# Massey 3690 PTO troubles...



## MF3690

Hello everyone! New to the forum and in search of some advice/help with my 1992 Massey Ferguson 3690. Have owned the tractor for about 10 years and have never used the PTO, now I need to use it on a second baler we bought..

Here are the details: Engage the switch in the cab, PTO engages and spins for about 4-5 seconds then shuts off and the light on the dash blinks. When I was in a pinch, I swapped the wire from the diff lock solenoid to the pto solenoid and ran it like that fine, but without the use of brakes obviously.. So we know the solenoid is fine. Switch is fine. In my mind it all pointed the PTO speed sensor, so I installed a new one and still didnt fix the problem. I've looked over the wires as well as I could (they are in a loom) and tested them and they seem fine also. I thought maybe the wires to the PTO speed sensor were broke or grounding somewhere, so I rigged up a new wire from the sensor to the connector at the autotronic box and still nothing.

I will also say that, all other functions with the autotronic box work fine and I've tediously looked it over and nothing seems fried on the board..

Any ideas would be much appreciated.
Thanks!


----------



## MFRoss

This reply is probably a little late since I just registered. 

I have the service manual for the 3600 series MF and it says the Autotronic will disengage PTO (with flashing light) when hydraulic pressure drops below 17 bar (246 psi) causing the PTO clutch to slip excessively.
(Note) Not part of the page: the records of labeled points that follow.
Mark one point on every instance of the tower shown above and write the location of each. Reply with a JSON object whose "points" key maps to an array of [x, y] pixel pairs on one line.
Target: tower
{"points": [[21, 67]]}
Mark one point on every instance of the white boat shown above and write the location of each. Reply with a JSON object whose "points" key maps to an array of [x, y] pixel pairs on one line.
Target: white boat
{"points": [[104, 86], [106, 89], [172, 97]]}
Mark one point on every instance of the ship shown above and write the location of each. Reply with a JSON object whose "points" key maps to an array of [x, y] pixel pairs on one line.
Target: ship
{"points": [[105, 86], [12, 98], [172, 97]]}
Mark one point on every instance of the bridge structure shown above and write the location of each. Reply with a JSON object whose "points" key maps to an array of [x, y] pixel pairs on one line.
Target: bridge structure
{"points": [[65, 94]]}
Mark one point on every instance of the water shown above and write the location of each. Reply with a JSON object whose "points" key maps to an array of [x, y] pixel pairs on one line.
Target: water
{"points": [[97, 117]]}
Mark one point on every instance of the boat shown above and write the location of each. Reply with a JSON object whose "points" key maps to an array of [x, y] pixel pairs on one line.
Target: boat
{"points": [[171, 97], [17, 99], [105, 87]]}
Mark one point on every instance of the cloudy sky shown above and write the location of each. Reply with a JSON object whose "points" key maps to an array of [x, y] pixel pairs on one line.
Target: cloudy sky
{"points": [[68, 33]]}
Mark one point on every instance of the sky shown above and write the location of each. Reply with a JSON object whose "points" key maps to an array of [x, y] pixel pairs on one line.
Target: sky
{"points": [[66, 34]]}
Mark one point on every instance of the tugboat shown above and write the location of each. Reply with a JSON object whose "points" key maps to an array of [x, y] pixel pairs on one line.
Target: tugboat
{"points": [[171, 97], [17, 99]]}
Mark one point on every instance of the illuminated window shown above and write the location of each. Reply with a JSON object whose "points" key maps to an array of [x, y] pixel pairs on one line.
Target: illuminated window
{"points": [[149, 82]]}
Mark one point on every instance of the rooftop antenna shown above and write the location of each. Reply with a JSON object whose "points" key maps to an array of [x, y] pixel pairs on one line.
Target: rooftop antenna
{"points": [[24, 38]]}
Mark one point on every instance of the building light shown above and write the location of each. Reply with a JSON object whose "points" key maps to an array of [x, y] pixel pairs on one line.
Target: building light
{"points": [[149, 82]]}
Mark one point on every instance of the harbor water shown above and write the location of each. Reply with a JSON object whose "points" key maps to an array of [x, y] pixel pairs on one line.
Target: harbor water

It will also disengage if the implement is blocked causing clutch slippage. That being said, the Diff Lock, 4WD, and Hare/Tortoise range changing would not function correctly if hydraulic pressure was low. 

With what you have described, my guess would be that the Autotronic box is faulty. The fact that you eliminated the speed sensor being the cause and no other problems exist with the tractor, it makes me think the box is malfunctioning. 

I have a 1994 3690 that had Autotronic problems with the 4WD. Power was available to the Autotronic box from the switch (which removed power from the solenoid to engage 4WD), but nothing was coming out of the box to the 4WD soleniod to disengage the 4WD when 4WD switch was off. The Autotronic box is expensive, so I did a little rewiring job and was lucky enough to fix the 4WD and retain the Autotronic safety functions. In your case, you could bypass the Autotronic box, but unfortunately, you would lose the safety net the box provides for the PTO, which is progressive engagement and clutch operation. Serious damage could occur to the tractor without these safety features. 

You might double check the PTO speed sensor is adjusted correctly (I can't find the procedure if it even exists), and if so, I would buy a new Autotronic box, or take it to a MF dealer where they should be able to hook up to the box and confirm that it is faulty. I hope this helps a little.


----------



## MFRoss

Another thought occured to me. I originally replied to this post as I was searching for information on a PTO noise problem I was experiencing with my 3690. I have since been through the PTO and discovered that the PTO brake had been malfunctioning at sometime in the tractors life. The brake had worn into the gear hub that it brakes against. The brake is spring loaded on, and is released with hydraulic pressure when the PTO is switched on. In my case, I believe hydraulic pressure may have leaked by the seals of the brake assembly and prevented the brake from completely disengaging. I replaced all of the seals in the brake and the brake slowly comes on when the PTO is switched off. Before, the brake stopped the PTO shaft immediately and abrubtly, as if it was nearly on all the time. 
Anyway, if the brake is stuck on, it may cause clutch slippage and automatic disengagement of the PTO. The PTO brake is part of the top link plate that is bolted to the tractor. It is easily removed. You could pull it off and have a look at the brake surface and the gear hub. You can also hook compressed air up to the hydraulic line that controls the brake and see if it moves the brake.
You might already have things figured out. I just posted to help others who might be searching for things to try. Good Luck.


----------